Now that I'm 'all grown up' with kids of my own, you'd think I would enjoy the occasional 'word problem at dinnertime' parental privilege. Like I said, I don't even think like that. Obviously, I'm more along the lines of seeing what type of cool costume we can all come up with and wear to the dinner table (notice this does not take one ounce of mathematical skill). So, you would understand my utter shock when Gavin comes at me with a random word problem today. My first thought was "Did Grandpa tell you to do this?"

We're all outside enjoying the beauty of the day. The boys are bouncing basketballs, Chloe's riding her bike and Chuck and I are working in the garden. When out of the blue, Gavin throws a word problem at me. Hello. It's not time for math. Just go bounce your ball and quit thinking. However, this is fun to him. This is who he is. He's always thinking and he's always thinking in word problems.

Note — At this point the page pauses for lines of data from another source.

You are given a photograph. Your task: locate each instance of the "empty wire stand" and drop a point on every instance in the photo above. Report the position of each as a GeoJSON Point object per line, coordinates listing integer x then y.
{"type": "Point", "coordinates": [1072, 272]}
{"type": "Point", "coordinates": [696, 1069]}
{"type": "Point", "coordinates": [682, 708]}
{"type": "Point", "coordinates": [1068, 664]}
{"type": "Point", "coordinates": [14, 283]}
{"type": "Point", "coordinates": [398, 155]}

This is the 'problem' I'm supposed to solve right there on the spot (without paper, pencil or a calculator). "Mom. Say I bounce this ball 1 time every second and I do that for 2 and a quarter minutes...how many times would I bounce the ball?" Uh.....do I have to answer that? Hmmm. Let me quickly turn on the left side of my brain and I'll get back to you. Thankfully, we're only talking 4th grade math here, so my intimidation factor is not quite at it's peak yet. I think I can do this. I was thrilled to give him the answer of '135 times' in just under 5 minutes. "That's right. Good job, Mom." Thanks, Gav.

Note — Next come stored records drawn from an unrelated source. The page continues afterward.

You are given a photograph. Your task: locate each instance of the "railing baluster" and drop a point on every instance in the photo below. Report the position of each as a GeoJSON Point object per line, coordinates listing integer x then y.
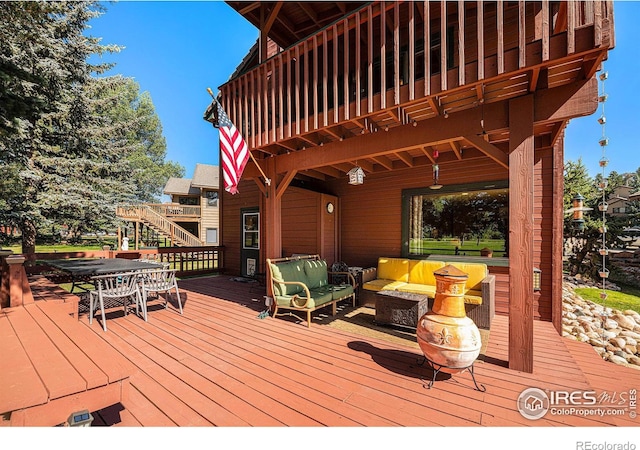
{"type": "Point", "coordinates": [412, 51]}
{"type": "Point", "coordinates": [522, 35]}
{"type": "Point", "coordinates": [383, 56]}
{"type": "Point", "coordinates": [461, 58]}
{"type": "Point", "coordinates": [357, 68]}
{"type": "Point", "coordinates": [480, 33]}
{"type": "Point", "coordinates": [369, 59]}
{"type": "Point", "coordinates": [316, 110]}
{"type": "Point", "coordinates": [427, 49]}
{"type": "Point", "coordinates": [346, 70]}
{"type": "Point", "coordinates": [571, 26]}
{"type": "Point", "coordinates": [500, 27]}
{"type": "Point", "coordinates": [396, 53]}
{"type": "Point", "coordinates": [336, 107]}
{"type": "Point", "coordinates": [443, 45]}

But what's so funny is, just this week, Gavin was having a rough time doing some math problems and was very frustrated. But he still came to me after completing them and said, "Mom, I really like math. I just don't like how hard it is for me." What a neat way to look at it. He doesn't want to quit and give up like I did. He doesn't see it as defining how 'smart' or 'un-smart' he is. He just sees it as something harder than most things, but sill something he enjoys. I wish I could have seen it that way as a kid. Then maybe I wouldn't have been so intimidated by it. Maybe if I could have gone at my own pace or seen it around me in real examples in areas of my daily life (which I'm sure is what my Dad was trying to accomplish) .

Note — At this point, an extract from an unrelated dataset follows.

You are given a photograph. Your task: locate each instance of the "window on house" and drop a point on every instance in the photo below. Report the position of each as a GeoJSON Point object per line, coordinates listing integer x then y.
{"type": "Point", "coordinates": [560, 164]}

I've always held to the opinion that learning happens 24/7. It isn't something that's only done in the confines of a building during the hours of 8 - 3. It's happening all the time...sometimes, we're just not paying attention or listening to our children to see how they're assimilating what they're learning into their little worlds. Today, Gavin just had a huge breakthrough in math. He enjoyed it. He did it on his own terms. He incorporated several different functions. And last but not least, he 'taught' me...the one way you can always tell if someone has learned something, they're able to explain it to someone else. That's confidence. Now maybe that I'm a 'grown-up' I finally have a little more confidence in my math too.